Banks' promise to help troubled homeowners rings hollow

Overhead view of house

If you're one of the unlucky homeowners who has tried to get your mortgage modified, you probably know the drill when it comes to your lender.

First you talk to someone, then you explain your story and send in some paperwork. A few weeks later, you'll talk to someone different, explain your story again and then resubmit the exact same paperwork, which has been lost or misplaced.

Around and around you go.

The recently announced mortgage settlement between most states' attorney generals and five major banks is supposed to put an end to the revolving door.

Forgive me if I'm skeptical.

The $26-billion settlement includes banks' promise that a mortgage customer will have a single point of contact, a real human being at each bank who will walk you through the mortgage refinance or principal-reduction process.

But the banks promised the same thing in April 2011, and since then there has been scant improvement, according to the New York Times.

One California homeowner has been trying to modify the terms of her mortgage since 2009. She was excited last October when her bank sent her a letter telling her that her case been assigned to a single person.

She was less excited when, within weeks, she got three more letters.

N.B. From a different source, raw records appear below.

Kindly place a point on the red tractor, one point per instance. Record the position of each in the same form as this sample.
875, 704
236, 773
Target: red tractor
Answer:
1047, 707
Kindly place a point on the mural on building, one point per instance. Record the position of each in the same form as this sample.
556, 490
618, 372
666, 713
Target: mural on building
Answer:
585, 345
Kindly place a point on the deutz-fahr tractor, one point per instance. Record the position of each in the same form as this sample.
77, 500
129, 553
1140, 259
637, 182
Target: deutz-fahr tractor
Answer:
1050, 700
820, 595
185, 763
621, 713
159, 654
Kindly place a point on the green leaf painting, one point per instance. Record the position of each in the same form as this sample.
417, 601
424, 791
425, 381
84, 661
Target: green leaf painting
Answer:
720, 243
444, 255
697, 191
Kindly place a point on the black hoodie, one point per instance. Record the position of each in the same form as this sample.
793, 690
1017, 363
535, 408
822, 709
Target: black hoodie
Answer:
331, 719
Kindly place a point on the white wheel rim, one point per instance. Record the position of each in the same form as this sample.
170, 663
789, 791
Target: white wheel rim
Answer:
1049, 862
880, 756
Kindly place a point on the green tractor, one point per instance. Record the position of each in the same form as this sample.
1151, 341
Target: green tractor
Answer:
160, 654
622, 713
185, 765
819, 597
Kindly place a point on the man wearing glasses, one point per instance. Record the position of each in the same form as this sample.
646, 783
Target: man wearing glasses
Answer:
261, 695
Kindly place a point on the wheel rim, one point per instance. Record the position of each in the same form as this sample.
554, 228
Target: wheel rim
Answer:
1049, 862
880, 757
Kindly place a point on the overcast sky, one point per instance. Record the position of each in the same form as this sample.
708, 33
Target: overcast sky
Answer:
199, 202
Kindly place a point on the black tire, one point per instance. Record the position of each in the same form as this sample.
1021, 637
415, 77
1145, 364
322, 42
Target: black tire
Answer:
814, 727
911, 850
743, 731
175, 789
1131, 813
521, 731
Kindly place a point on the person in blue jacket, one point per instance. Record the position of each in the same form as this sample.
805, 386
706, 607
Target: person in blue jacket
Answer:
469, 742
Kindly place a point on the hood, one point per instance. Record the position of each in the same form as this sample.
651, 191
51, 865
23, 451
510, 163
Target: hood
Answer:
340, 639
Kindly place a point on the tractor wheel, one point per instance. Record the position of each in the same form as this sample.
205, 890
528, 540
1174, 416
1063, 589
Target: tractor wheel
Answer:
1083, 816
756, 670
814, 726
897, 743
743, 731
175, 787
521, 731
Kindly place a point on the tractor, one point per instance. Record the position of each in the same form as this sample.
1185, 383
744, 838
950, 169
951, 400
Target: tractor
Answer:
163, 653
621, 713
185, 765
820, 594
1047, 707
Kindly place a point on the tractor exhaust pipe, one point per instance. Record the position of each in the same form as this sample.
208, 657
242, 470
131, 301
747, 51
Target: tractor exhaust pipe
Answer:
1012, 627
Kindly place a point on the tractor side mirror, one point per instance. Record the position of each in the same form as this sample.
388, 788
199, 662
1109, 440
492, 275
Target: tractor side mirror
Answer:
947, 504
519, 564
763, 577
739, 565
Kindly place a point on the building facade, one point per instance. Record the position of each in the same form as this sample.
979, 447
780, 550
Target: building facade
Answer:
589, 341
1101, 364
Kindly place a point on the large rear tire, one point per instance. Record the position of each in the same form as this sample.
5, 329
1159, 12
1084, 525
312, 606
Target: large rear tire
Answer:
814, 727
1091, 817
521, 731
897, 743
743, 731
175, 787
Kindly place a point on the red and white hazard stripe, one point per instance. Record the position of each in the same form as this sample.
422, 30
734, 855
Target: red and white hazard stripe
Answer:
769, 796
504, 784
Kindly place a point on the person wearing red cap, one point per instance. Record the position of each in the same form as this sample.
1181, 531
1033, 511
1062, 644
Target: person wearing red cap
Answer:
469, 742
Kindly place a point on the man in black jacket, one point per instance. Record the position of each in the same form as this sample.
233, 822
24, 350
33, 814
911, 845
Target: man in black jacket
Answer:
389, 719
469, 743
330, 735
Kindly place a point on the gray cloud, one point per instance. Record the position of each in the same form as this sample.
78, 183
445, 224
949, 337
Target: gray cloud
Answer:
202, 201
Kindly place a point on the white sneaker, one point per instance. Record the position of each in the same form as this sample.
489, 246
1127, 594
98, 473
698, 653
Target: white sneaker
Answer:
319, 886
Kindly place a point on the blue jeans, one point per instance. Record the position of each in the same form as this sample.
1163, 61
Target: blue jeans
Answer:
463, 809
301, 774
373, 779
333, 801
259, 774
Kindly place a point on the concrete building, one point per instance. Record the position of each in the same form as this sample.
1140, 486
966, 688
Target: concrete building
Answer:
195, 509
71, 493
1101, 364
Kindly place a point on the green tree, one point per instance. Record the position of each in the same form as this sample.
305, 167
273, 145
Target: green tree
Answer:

Each gave her a different person's name as her single point of contact. None of them could help her.

Banks say they've made considerable progress since last April and the bureaucratic nightmares will end -- mostly -- by the end of 2012.

Bank of America says it began converting customers to the single point of contact system in the third quarter of 2011, and JPMorgan Chase says it has reduced customer complaints by 62% since they peaked last year.

Some homeowners have enjoyed bits of success. One customer called her assigned single point of contact 30 times but talked with that person just once.

After complaining up the bank's command chain, the woman filed complaints with regulators and the Consumer Financial Protection Bureau. The bank found her another, more effective contact and conversations ensued, as did a mortgage modification.

Calling that progress seems an example of damning with faint praise.

Bank of America started using single points of contact in the third quarter of 2011? That's nearly four years into the subprime mortgage crisis. The idea never occurred to their managers earlier?

As for JPMorgan Chase, I wonder if customer complaint levels dropped because customers are happier or because customers simply gave up and went away.

Banks say they're running complicated operations and aren't able to change on a dime. I'm sure that's true.

Still, think of all the complicated things banks get right. They're certainly eager to make sure fees get assessed and foreclosures are processed. Mortgage modifications aren't a profit center, and they don't get efficient treatment.

I doubt this is a coincidence.

Even the woman who finally got her promised single point of contact inspires little joy, though, of course, I'm glad she got her mortgage modification.

Her regular efforts over eight months represent a second job. Not everyone has the persistence, savvy or time to complain that consistently or effectively.

Sometime this spring, the federal government will announce new mortgage-servicing standards.

The secretary of the Department of Housing and Urban Development, Shaun Donovan, says these standards will mean "no more lost paperwork, no more excuses, no more runaround."

The new standards, he says, will "force the banks to clean up their acts."